Bill Anderson's replacement as chief executive of Roche Pharmaceuticals has been announced, with head of global product strategy Teresa Graham stepping up into the role.

Anderson's departure was announced in December after three years in the role as part of a top management reshuffle, to be replaced in the interim by Thomas Schinecker, who will replace Severin Schwan as CEO of the Roche group in March. Schwan, who has headed Roche for 15 years, is transitioning to the post of chairman.

Separately, Roche's chief medical officer and head of global product development Levi Garraway, has been appointed to an enlarged corporate executive committee at the group.

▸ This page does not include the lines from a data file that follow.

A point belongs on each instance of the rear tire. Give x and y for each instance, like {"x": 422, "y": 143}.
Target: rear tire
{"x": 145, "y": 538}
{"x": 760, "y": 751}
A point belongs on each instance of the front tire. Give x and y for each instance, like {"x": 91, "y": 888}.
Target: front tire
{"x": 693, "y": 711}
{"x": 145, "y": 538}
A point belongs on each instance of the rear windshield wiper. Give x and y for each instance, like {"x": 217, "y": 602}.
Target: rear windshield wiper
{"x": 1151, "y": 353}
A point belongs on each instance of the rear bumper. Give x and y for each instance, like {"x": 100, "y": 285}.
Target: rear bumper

Like Anderson, Graham is a veteran of Roche's Genentech unit in the US, joining the company in 2005 and working her way up the ladder there to the position of vice president bio-oncology sales and marketing, before transferring to Roche's Basel headquarters in Switzerland to take up her current role in 2019.

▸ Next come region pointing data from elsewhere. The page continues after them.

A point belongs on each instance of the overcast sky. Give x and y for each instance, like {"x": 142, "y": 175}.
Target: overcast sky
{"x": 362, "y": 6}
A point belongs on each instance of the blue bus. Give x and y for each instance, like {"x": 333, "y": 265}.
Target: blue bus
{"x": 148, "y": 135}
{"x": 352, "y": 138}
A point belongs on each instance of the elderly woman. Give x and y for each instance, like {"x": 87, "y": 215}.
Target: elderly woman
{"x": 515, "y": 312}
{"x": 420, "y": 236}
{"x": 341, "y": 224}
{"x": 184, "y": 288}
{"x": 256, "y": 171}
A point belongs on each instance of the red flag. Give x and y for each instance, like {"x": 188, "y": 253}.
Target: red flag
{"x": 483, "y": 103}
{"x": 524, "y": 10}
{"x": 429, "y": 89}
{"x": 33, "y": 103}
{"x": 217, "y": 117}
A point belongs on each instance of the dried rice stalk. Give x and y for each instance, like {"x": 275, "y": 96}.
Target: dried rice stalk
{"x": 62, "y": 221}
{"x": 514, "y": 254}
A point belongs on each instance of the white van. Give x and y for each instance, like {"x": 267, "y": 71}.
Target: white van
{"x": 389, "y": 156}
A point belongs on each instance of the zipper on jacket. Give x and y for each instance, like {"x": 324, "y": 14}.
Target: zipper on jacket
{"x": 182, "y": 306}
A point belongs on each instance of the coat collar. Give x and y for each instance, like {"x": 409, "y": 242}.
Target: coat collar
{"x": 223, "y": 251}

A graduate of The George Washington University with a BBA in Business, Economics, and Public Policy, Graham is also a global board member for the Healthcare Businesswomen's Association.

Schinecker said Graham is "a great leader with strong followership. She brings strategic and scientific acumen with an excellent track record of performance. I am pleased that a person of her calibre will be our new pharma CEO."

The changes to the senior management were announced as Roche said that it was expecting revenues in 2023 to be hit by a decline in COVID-19 product sales, adding to pressure resulting from biosimilar competition to some of its legacy blockbuster products.

Group sales rose 2% at constant exchange rates to CHF 63.3 billion ($69.3 billion), including CHF 45.6 billion from pharma which rose by the same margin and a 3% increase for diagnostics to CHF 17.7 billion.

Schwan said on the company's results call that it is bracing for a CHF 5 billion loss in COVID sales this year  across pharma and diagnostics on weaker demand. There was already some evidence for that in the fourth quarter, with Actemra (tocilizumab) – used to treat severe COVID-19 – down 22% to CHF 2.7 billion.

The outgoing CEO acknowledged pipeline setbacks for the group last year – notably gantenerumab for Alzheimer's disease and TIGIT-targeted cancer drug tiragolumab – but pointed to positive developments, including the launches of Vabysmo (faricimab) for age-related macular degeneration (AMD) and lymphoma therapy Lunsumio (mosunetuzumab).

"For the current year we expect solid underlying growth in both divisions, which will largely compensate for the further significant drop in sales of…COVID-19 products," said Schwan.